Oberhausen. Der Überraschungsgast saß in der ersten Reihe und wurde von der Regie freudig begrüßt. Neun Jahre war Rudolf Dreßler, Traditionssozi und für viele Genossen immer noch so etwas wie das soziale Gewissen der Partei, nicht mehr bei einer Veranstaltung der NRW-SPD gesichtet worden.

In Oberhausen, wo sich der Landesverband nach dem Absturz bei der Bundestagswahl sammelte, war der 68-Jährige zur Stelle, quasi als Symbolfigur. „Es hat mit Frau Kraft zu tun, dass ich hier bin”, verriet er, „sie hat gesunde Positionen.”

Geschundene Seele

Dass die SPD bei ihrem Zukunftskonvent mit 900 Besuchern ausgiebig über soziale Gerechtigkeit diskutieren konnte, hatte der Terminplan für die geschundene Parteiseele glücklich gefügt. „Unser Herzensthema”, sagte Landeschefin Hannelore Kraft, der wenig Zeit bleibt, ihre Partei gut sechs Monate vor der Landtagswahl aufzurichten.

Dreßler, zu dem ihr Gesprächsfaden nie abgerissen war, erhofft sich von Krafts bevorstehender Wahl zur SPD-Vize in Berlin mehr Einfluss aus NRW und sicherte seine Unterstützung zu: „Die Bundespartei braucht wieder mehr Impulse aus NRW.” Daran habe es in den letzten Jahren gefehlt, sagte er, ohne die Namen Clement und Steinbrück direkt zu nennen.

Dass Kraft bei der Landtagswahl mit Sozialthemen Boden gut machen will, wurde in ihrer Rede klar. Kampf gegen Kinderarmut – „jedes vierte Kind in NRW ist arm” –, gegen Auswüchse bei der Leiharbeit und eine „Gier-ist-geil”-Mentalität waren zentrale Botschaften. Zudem zeige der Vertrauensverlust für die SPD, dass es ein „Weiter so” nicht geben könne. Beim Parteitag in Dresden in zwei Wochen müssten die Sozialdemokraten beginnen, Perspektiven für eine „gerechte Gesellschaft” zu entwickeln, forderte sie.

„Wir müssen uns den Spiegel vorhalten lassen"

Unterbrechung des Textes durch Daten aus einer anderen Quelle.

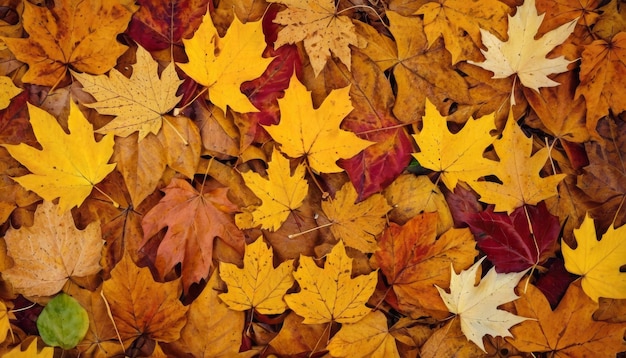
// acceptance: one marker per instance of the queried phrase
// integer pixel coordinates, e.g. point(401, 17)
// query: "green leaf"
point(63, 322)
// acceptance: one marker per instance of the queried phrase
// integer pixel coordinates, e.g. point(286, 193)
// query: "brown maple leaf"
point(194, 219)
point(75, 33)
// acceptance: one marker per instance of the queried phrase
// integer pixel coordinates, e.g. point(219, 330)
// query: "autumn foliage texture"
point(312, 178)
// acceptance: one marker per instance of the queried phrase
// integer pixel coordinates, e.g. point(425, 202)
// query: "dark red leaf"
point(507, 240)
point(555, 282)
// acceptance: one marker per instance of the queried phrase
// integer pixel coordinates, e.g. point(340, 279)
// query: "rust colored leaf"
point(194, 220)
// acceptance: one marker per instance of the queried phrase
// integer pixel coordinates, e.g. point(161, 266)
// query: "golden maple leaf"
point(368, 337)
point(315, 133)
point(521, 54)
point(319, 25)
point(70, 164)
point(518, 169)
point(330, 293)
point(222, 64)
point(280, 193)
point(357, 224)
point(477, 306)
point(61, 252)
point(258, 284)
point(76, 33)
point(7, 91)
point(598, 262)
point(139, 102)
point(459, 23)
point(456, 156)
point(211, 319)
point(140, 306)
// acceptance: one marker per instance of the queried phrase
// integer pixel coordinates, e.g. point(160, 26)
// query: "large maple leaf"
point(459, 23)
point(357, 224)
point(79, 34)
point(518, 241)
point(222, 64)
point(219, 326)
point(413, 261)
point(598, 262)
point(521, 54)
point(280, 193)
point(330, 293)
point(477, 306)
point(567, 331)
point(369, 337)
point(59, 253)
point(457, 156)
point(258, 284)
point(315, 133)
point(69, 165)
point(519, 171)
point(319, 25)
point(193, 220)
point(142, 307)
point(139, 102)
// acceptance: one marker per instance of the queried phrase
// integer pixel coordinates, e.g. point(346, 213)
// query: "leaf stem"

Die NRW-SPD gibt sich also noch sozialer als bisher – und ihre doppelte Oppositionsrolle in Berlin und Düsseldorf schafft neuen Raum für Selbstkritik. „Wir müssen uns den Spiegel vorhalten lassen”, befand Kraft, nachdem Uwe Becker für den Vorstand der Diakonie Rheinland-Westfalen-Lippe hart mit der Arbeitsmarktpolitik der letzten Jahre ins Gericht gegangen war. Der SPD riet er, von einer „staatlich gelenkten Sanktions-Pädagogik” zu einer Politik zurückzukehren, die sich dem „strukturierten Abbau von Armutsrisiken” verschreibe.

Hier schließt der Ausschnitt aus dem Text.